Il corpo espanso: la riflessione di Falque
Dinanzi al fronte del negazionismo, un ottimo rimedio per tornare coi piedi per terra
Il testo preso in considerazione dalla Caputo è estremamente ricco di riflessioni e spunti sulla dimensione della corporeità intrecciata con l'ambito religioso ebraico-cristiano. Tuttavia, l'interesse della Caputo verte, principalmente, sul lato filosofico dell'opera di Falque, più che sul versante teologico, offrendoci la possibilità di ripensare il corpo e la carne alla luce del momento di pandemia che stiamo vivendo. Il perno intorno a cui ruota la filosofia di Falque è il corpo espanso (corps épandu), in cui épandu (espanso), non può essere reso al meglio in italiano. Scrive, infatti, Caputo:
Il corpo espanso, dunque, non è solo il corpo fisico, il corpo misurabile e meccanico, il nostro corpo che può essere scomposto e ricomposto nei suoi organi e nella sua anatomia. Quello è il corpo misurabile, il corpo quantitativo che, nella visione moderna e cartesiana è contrapposto allo spirito, a ciò che non è misurabile. Il corpo espanso di Falque, invece, non è né uno né l'altro, ma è, semplicemente, questo corpo qui, questa carne qui.
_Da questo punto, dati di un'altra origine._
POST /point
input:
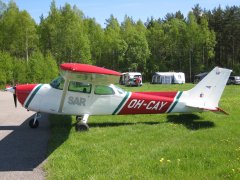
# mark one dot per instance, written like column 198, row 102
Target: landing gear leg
column 82, row 123
column 33, row 123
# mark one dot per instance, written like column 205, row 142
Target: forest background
column 31, row 52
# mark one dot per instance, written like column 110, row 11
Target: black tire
column 33, row 126
column 81, row 127
column 79, row 118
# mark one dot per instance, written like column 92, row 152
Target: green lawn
column 168, row 146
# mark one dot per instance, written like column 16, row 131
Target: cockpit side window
column 103, row 90
column 58, row 83
column 80, row 87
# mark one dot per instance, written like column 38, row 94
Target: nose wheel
column 82, row 125
column 34, row 123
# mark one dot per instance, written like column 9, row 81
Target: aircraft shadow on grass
column 190, row 121
column 24, row 148
column 116, row 124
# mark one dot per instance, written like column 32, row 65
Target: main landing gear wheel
column 81, row 127
column 32, row 124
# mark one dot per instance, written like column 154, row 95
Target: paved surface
column 22, row 149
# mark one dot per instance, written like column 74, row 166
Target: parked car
column 234, row 80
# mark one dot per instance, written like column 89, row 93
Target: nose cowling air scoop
column 23, row 91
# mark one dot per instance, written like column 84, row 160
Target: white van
column 133, row 79
column 168, row 78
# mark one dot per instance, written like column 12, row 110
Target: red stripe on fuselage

Per corpo espanso, dunque, intendiamo io sono questo corpo e, allo stesso tempo, questo corpo che sono io. Da una parte la consapevolezza che io sono questo corpo, cioè che abito pienamente me stesso, che sono questa carne qui. Ma, prima di essere questa carne qui, all'origine, il nostro corpo è colui che ci rimanda costantemente alla sua stessa esperienza, al suo essere precedente alla coscienza e, quindi, alla significazione del corpo. Per questo, prima di poter affermare che io sono questo corpo, occorre affermare: questo corpo che sono io. Perché la prima esperienza di un corpo è, appunto, l'essere patico, il provare qualcosa, l'essere recettivo ad uno stimolo, d un coagulo di energia che proviene dalla realtà stessa e che riporta il corpo alla sua realtà.Il termine épandu, in realtà, è intraducibile (la versione inglese del testo lo rende come spread forth). L'originale francese da un lato fa rima con la materialità dell'étendu, ma dall'altro lato contiene in sé l'idea di qualcosa che viene versato e si dissipa, si disperde e perfino si perde. È épandu per esempio il liquame "applicato", "sparso", "diffuso" per concimare un terreno. Oppure è épandu un albero che ha espanso nell'aria i propri rami. Un corpo épandu è allora un "questo": questo è il mio corpo; espanso nel senso di esposto, sparpagliato, gettato e disseminato, disperso, tirato, affetto, e perciò passivo e dolorante, "patico" in ogni tessuto. (1)
L'esempio di Falque, ripreso anche da Annalisa Caputo, è il corpo malato. Un corpo espanso è, ad esempio, un corpo segnato dalla malattia. Un corpo che non sceglie la malattia ma che la subisce, fino a fare della malattia il suo stesso vissuto. Il corpo sofferente, prima di tutto, è un corpo che accusa un colpo dalla realtà, un momento passivo e che cerca di reagire alla malattia, finanche ad autodistruggersi. Mai come oggi, l'esempio di un corpo espanso come corpo sofferente ci sembra attuale per la riflessione filosofica in tempo di pandemia. Dinanzi al fronte del negazionismo, per cui questa pandemia è frutto di complotti sempre più contorti e improbabili, parlare e riflettere sul corpo espanso, ci sembra un ottimo rimedio per ritornare con i piedi per terra, per un confronto non solo con la realtà che stiamo vivendo ma soprattutto con questo corpo, fallibile, come ogni corpo.
1 - A. Caputo, Questo è il mio corpo (épandu). Una decostruzione filosofica de Le nozze dell'agnello di Emmanuel Falque, Logoi.ph, VI(2020), p. 200.